JSR, which controls roughly a fifth of the global photoresist market, will build its first Taiwan production facility to co-develop advanced lithography materials with TSMC. The company is committing tens of millions of dollars; it aims to bring the plant online as early as 2028.

The company established a joint venture with a Taiwanese local partner in early April. JSR's two largest rivals—Tokyo Ohka Kogyo (TOK) and Shin-Etsu Chemical—both already operate Taiwan production facilities where engineers work alongside TSMC teams on resist development. JSR currently ships samples from Japan, the U.S., and Belgium, adding weeks to each iteration cycle. On-site engineering compresses that feedback loop to production speed.

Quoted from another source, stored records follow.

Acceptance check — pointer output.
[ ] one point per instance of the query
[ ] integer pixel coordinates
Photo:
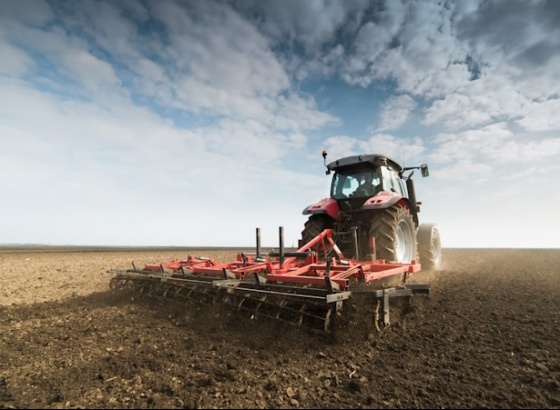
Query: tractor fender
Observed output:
(326, 206)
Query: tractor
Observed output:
(364, 235)
(373, 212)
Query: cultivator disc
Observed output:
(307, 288)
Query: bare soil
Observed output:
(487, 336)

Japanese firms control ~80% of global photoresist market, with JSR holding ~20% of the total.
FIG. 02 Japanese firms control ~80% of global photoresist market, with JSR holding ~20% of the total. — Tom's Hardware / JSR investor disclosures

Photoresist is the light-sensitive material that transfers circuit patterns onto silicon wafers during lithography. At advanced nodes, resist formulations must be tuned to specific exposure tools and etch chemistries. JSR is positioning to supply metal oxide resist (MOR), a next-generation EUV material technology it acquired through Inpria in 2021, to TSMC for its 2nm-and-beyond process nodes. JSR told Nikkei Asia it plans to market MOR to TSMC for high-NA EUV production lines.

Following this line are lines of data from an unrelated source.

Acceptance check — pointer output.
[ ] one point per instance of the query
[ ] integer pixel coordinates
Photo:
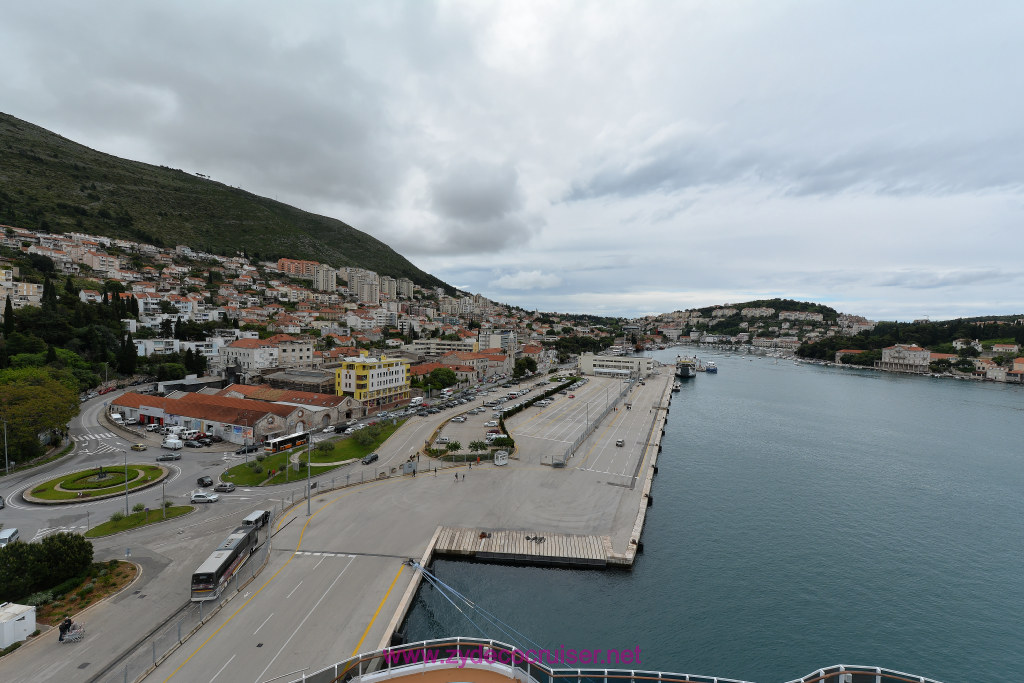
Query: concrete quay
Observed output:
(339, 581)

JSR is commissioning what it says is the world's first production-scale MOR facility in South Korea. Mass production is expected to begin this year. That plant will supply Samsung Electronics and SK hynix with tin-based MOR for EUV lithography. MOR absorbs EUV photons more efficiently than conventional chemically amplified resists, enabling higher resolution with fewer pattern defects.

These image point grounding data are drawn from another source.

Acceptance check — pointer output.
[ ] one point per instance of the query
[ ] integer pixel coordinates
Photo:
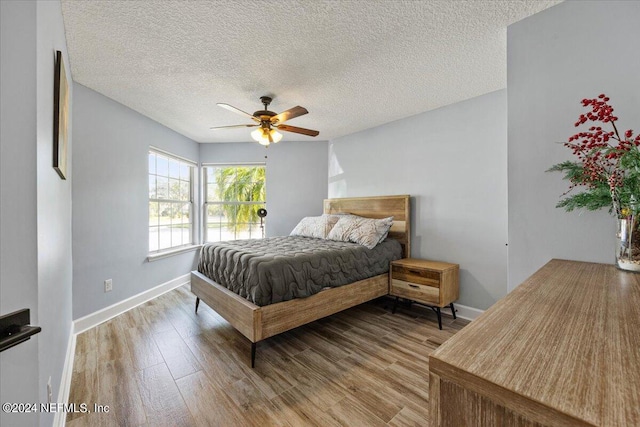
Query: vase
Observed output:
(628, 248)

Photoresist availability is a structural constraint on leading-edge chip supply. TSMC's 2nm ramp—expected to underpin the next generation of AI accelerators—requires resist suppliers to operate within co-development proximity. JSR's Taiwan entry tightens the supplier field at nodes where Japanese firms collectively hold roughly 80% of global photoresist market share and dominate the EUV segment almost entirely.

Chinese competitors remain a risk, but a bounded one. "Chinese players are a threat, but it'll still be some time before they can catch up with us and take market share," said Toru Kimura, a senior officer at JSR heading the company's electronic materials business. Chinese firms have penetrated older KrF and i-line process nodes, but penetration at ArF and above—where leading-edge AI chips are manufactured—remains minimal.

Chinese photoresist makers have penetrated older nodes (KrF, i-line) but remain absent at advanced nodes (ArF, EUV) where JSR and Japanese rivals focus.
FIG. 03 Chinese photoresist makers have penetrated older nodes (KrF, i-line) but remain absent at advanced nodes (ArF, EUV) where JSR and Japanese rivals focus. — ai|expert analysis / industry reporting

JSR is considering whether to produce abrasives and other semiconductor substrate materials at the Taiwan site, signaling a materials R&D hub rather than a single-product line. Production is expected to coincide with TSMC's expected high-NA EUV ramp—the moment next-generation MOR moves from development to production requirement.

JSR's strategy is transparent: lock in co-development relationships at the nodes with the highest technical barriers before those barriers climb higher.